Universally Applicable Egg Guidelines Are Impossible Because Some Are Hypo-Responders and Others Are Hyper-Responders to Dietary Cholesterol

(p. D5) “Intervention studies have shown that moderate egg consumption doesn’t appreciably raise cholesterol levels,” Dr. Hu [chairman of nutrition and epidemiology at the Harvard T.H. Chan School of Public Health] said. “Low to moderate consumption of three or four eggs a week doesn’t appear to have a major effect on blood cholesterol unless the person has high cholesterol or Type 2 diabetes.”

He added, “In most previous studies of healthy people, moderate egg consumption was not associated with a significant increase in cardiovascular risk.” However, among 21,275 participants in the Physicians’ Health Study who were followed for more than 20 years, those who ate one or more eggs a day were more likely to develop heart failure than those who ate eggs infrequently.

“Contradictory findings among different studies are not unusual — it’s part of the scientific process,” Dr. Hu said. “In forming guidelines, you have to look at the totality of evidence rather than overreact to a single new study.”

Zachary S. Clayton, author of a comprehensive review of research on egg consumption and heart health published in Nutrition in 2017, said in an interview that giving two eggs a day for 12 weeks to healthy people didn’t raise any of their cardiovascular risk factors and “actually decreased their triglyceride levels.”

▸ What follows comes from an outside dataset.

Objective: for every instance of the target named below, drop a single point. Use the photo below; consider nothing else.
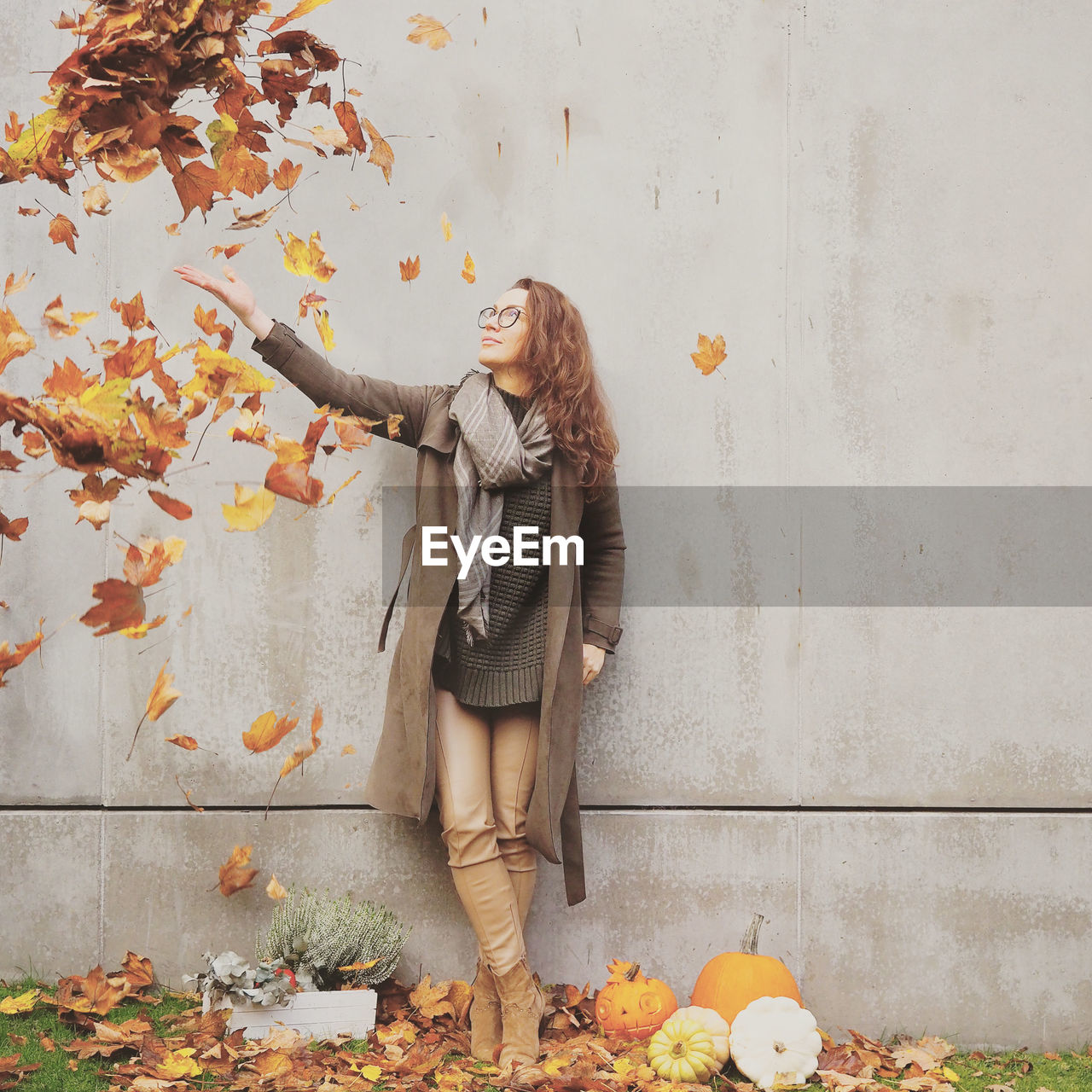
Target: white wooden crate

But, Dr. Clayton, a postdoctoral fellow in nutrition at the University of Colorado, Boulder, said, “It’s important to distinguish between hypo-responders and hyper-responders to dietary cholesterol. If someone is a hyper-responder, eating two eggs a day would increase the risk of cardiovascular disease.”

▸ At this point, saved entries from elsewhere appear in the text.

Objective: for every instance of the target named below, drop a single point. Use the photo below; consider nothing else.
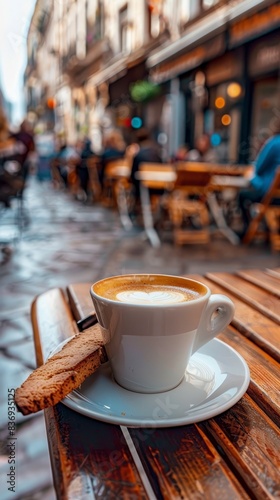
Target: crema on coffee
(147, 290)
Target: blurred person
(203, 151)
(148, 153)
(114, 147)
(82, 169)
(25, 135)
(12, 154)
(181, 154)
(265, 166)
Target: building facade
(180, 67)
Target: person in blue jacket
(267, 161)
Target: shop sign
(250, 27)
(227, 67)
(185, 62)
(264, 57)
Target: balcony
(93, 34)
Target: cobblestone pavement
(65, 241)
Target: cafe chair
(114, 171)
(188, 208)
(117, 188)
(266, 211)
(272, 218)
(93, 164)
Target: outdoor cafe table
(234, 454)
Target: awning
(202, 30)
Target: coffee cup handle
(218, 314)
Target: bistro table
(233, 455)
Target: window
(206, 4)
(124, 30)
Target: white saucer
(215, 379)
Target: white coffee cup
(153, 323)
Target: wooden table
(235, 455)
(154, 179)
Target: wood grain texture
(80, 300)
(90, 459)
(233, 456)
(265, 279)
(249, 319)
(264, 387)
(250, 443)
(182, 463)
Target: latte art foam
(156, 297)
(144, 294)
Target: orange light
(51, 103)
(226, 120)
(234, 90)
(220, 102)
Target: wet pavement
(63, 241)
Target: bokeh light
(234, 90)
(220, 102)
(216, 140)
(226, 120)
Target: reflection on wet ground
(66, 241)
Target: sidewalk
(66, 241)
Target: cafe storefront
(227, 86)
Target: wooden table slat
(259, 298)
(246, 443)
(182, 463)
(262, 330)
(265, 383)
(234, 455)
(80, 300)
(263, 279)
(92, 460)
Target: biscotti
(62, 373)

For the full commentary see:

Jane E. Brody. “Cracking the Code on Eggs and Your Diet.” The New York Times (Tuesday, April 23, 2019 [sic]): D5.

(Note: bracketed words quoted from earlier in the commentary.)

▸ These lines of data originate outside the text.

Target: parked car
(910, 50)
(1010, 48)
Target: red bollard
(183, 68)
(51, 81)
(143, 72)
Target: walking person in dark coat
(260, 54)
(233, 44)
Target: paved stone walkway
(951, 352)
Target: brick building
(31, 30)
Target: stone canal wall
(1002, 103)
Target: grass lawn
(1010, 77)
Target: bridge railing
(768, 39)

(Note: the online version of the commentary has the date April 22, 2019 [sic], and has the title “Should You Be Eating Eggs?”)

Clayton’s co-authored academic review article on the effects of egg consumption, mentioned above, is:

Clayton, Zachary S., Elizabeth Fusco, and Mark Kern. “Egg Consumption and Heart Health: A Review.” Nutrition 37 (May 2017): 79-85.